This book was packed with raw emotion on a really difficult issue and it made me think a lot. I can’t imagine going through something so traumatic, and to be so permanently scarred by it, in a way that is obvious to everyone, must be so, so hard. Some injuries can be hidden away if you want to but it’s much harder to do that with your face. I think it would be doubly hard going through that as a teenage girl, when your appearance can feel like everything. Everyone staring, whispering, commenting – just awful. It hurt me that the students at school could be so unsupportive: I’d hope if I was in their position I’d be more sensitive.

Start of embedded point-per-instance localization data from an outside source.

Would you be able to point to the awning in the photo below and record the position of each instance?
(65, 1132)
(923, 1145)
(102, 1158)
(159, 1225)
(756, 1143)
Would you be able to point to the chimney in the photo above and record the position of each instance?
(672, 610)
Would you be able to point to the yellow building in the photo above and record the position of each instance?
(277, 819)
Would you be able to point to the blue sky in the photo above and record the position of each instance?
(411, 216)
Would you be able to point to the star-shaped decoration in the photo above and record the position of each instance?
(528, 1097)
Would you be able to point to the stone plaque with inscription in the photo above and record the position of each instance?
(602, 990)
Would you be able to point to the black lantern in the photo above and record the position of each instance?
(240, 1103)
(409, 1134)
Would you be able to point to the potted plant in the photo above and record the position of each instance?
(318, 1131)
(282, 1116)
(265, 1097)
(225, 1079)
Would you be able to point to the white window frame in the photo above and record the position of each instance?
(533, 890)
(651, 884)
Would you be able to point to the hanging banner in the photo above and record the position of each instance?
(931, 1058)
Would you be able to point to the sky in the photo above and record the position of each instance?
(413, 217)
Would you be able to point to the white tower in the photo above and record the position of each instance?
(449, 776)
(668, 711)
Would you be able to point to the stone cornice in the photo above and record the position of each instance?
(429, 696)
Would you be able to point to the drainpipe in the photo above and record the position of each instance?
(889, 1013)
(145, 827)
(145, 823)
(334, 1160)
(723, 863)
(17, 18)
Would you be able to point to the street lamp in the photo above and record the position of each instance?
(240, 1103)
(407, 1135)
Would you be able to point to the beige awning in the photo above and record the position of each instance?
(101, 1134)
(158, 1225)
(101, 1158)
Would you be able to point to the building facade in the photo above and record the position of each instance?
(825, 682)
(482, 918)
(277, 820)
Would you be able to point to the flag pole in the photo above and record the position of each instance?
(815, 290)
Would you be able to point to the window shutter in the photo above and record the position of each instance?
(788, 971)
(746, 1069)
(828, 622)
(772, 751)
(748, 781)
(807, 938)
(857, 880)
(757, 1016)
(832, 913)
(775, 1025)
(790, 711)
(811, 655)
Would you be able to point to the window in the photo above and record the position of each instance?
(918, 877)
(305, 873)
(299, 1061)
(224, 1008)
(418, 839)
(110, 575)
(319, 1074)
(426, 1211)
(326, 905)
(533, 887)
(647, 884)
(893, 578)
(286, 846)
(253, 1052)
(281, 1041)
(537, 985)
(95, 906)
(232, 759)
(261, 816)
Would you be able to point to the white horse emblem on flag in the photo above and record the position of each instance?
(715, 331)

What I got the most was how annoyed Maisie got every time people told her she was lucky: lucky to have survived, to have gotten the face transplant, to be regaining feeling in her face. In her opinion, she would be lucky if she hadn’t been hit by lightning at all, which makes sense. While people probably don’t understand the damage their words can do, I could imagine how frustrating that would be. It’s easy for people who aren’t facially scarred to say that you should appreciate whatever life you have.

This book really didn’t sugarcoat issues and I appreciated that. While it was a hopeful ending, it wasn’t a happily ever after, which made it feel true to real life. The focus is on the emotional recovery and deals with grief after a life changing event, loss of identity and the road to self acceptance. I found Maisie’s journey fascinating and would definitely recommend it!